Слыхали ли Вы, что я не раз говорил, что злейшие враги нового музыкального театра, наиболее консервативные и наиболее тормозящие музыкально-сценическое искусство, — учителя пения?

Вот почему я очень настораживаюсь, когда нам говорят: «у вас все хорошо, но надо выправить вокал, он у вас не в порядке». В 99 случаях из ста это значит: пойте, как этого требует «знаменитый учитель пения». И если за этими советчиками доверчиво последовать, то прощай вся 10‑летняя работа! Надо быть очень настороже, когда слушаешь самые доброжелательные советы знатоков пения. Позвольте сравнить: Художественный театр в его первое десятилетие с большой осторожностью {384} выслушивал советы крупнейших мастеров Малого театра. И если мы достигли своего, то потому, что я и Константин Сергеевич властно не позволяли актерам делать многое, что им хотелось бы сделать по советам мастеров Малого театра.

Я на этом остановился вот почему.
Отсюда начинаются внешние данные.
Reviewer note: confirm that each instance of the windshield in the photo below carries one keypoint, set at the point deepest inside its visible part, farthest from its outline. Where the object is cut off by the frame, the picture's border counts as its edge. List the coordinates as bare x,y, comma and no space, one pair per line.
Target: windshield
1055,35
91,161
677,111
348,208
В Вашем письме мелькнула фраза: «все это возникает в связи с вопросами о певческой культуре нашего актера». И так как эта фраза последовала за Моцартом и Доницетти, то я опять «насторожился». Ай‑ай, не хочет ли Павел Александрович, чтоб у нас запели так, как требует «знаменитый учитель»?

Надеюсь, Вы не сделаете из этого всего вывод, что я готов мириться с пением фальшивым или не ритмическим.

У меня большая надежда на Столярова. Бакалейников очень понимал, что я хочу, но он был в оперном деле невежествен. Брон сделал вид, что понимает. Столяров, кажется, сильно нащупывает, но крепко как будто еще не задумывался и во всяком случае хочет. И как будто верит мне глубоко, то есть даже неясно понимая меня — верит, а не как Брон, который из почтительности делал вид, что верит. На Столярова у меня надежда и на Остроумова. Это соединение может сделать много. А судя по Пермякову в «Тиле», начинаю верить и в Мордвинова[850]. Хотя он, кажется, еще никогда не ставил перед собой этот вопрос.

Я бы просил Вас поделиться с ними этими моими напоминаниями.

При выборе «Колоколов»[851] никто и не думал, что это будет спектакль-знамя. Такого спектакля еще надо искать. Но если мы ничего не будем делать, пока не найдем то, что обещает дать «серьезный социальный» спектакль, то, во-первых, много будем бездельничать, а во-вторых, очень часто ошибаться. Вот Вам «Тиль». Да и «Северный ветер» не очень оправдал ожиданий. Притом же не могу стать на Вашу точку зрения относительно Оффенбаха, про-Третьей империи, социального смысла канкана и т. д. Это все, дорогой Павел Александрович, от газеты, а не живой театральной психологии. Это утверждает спектакль в какой-то регистрации, но ничего не прибавляет к его реальному успеху. Канкан и при Наполеоне III был {385} просто канкан. Ничего ни политического, ни сатирического никто в нем не видел. Было отчаянно весело, приятно-неприлично — вот и все. А теперь канканом «Орфея» можно захватить как великолепным ритмом, вроде финала «Лизистраты», любопытным, веселым зрелищем. А о провале Империи забудут, даже если об этом сказали во вступительном слове.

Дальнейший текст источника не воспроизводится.